Estrogen reduces mouse cerebral artery tone through endothelial NOS- and cyclooxygenase-dependent mechanisms

G G Geary, D N Krause, S P Duckles
American Journal of Physiology. Heart and Circulatory Physiology 2000, 279 (2): H511-9
Gender and estrogen status are known to influence the incidence and severity of cerebrovascular disease. The vasoprotective effects of estrogen are thought to include both nitric oxide-dependent and independent mechanisms. Therefore, using small, resistance-sized arteries pressurized in vitro, the present study determined the effect of gender and estrogen status on myogenic reactivity of mouse cerebral arteries. Luminal diameter was measured in middle cerebral artery segments from males and from females that were either untreated, ovariectomized (OVX), or OVX with estrogen replacement (OVX + EST).

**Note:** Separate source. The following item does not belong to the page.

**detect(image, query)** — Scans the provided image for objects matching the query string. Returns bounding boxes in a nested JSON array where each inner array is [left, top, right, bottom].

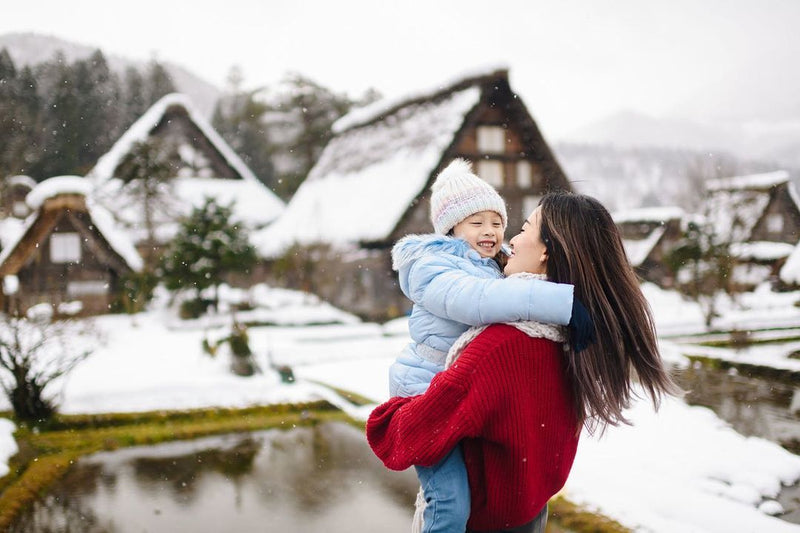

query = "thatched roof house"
[[254, 67, 571, 320], [87, 93, 284, 253], [0, 176, 142, 316], [705, 171, 800, 288], [613, 206, 684, 287]]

The maximal passive diameters of arteries from all four groups were similar. In response to increases in transmural pressure, diameters of arteries from males and OVX females were smaller compared with diameters of arteries from either untreated or OVX + EST females. In the presence of N(G)-nitro-L-arginine methyl ester, artery diameters decreased in all groups, but diameters remained significantly smaller in arteries from males and OVX females compared with untreated and OVX + EST females. After endothelium removal or when inhibition of nitric oxide synthase and cyclooxygenase were combined, differences in diameters of arteries from OVX and OVX + EST were abolished. These data suggest that chronic estrogen treatment modulates myogenic reactivity of mouse cerebral arteries through both endothelium-derived cyclooxygenase- and nitric oxide synthase-dependent mechanisms.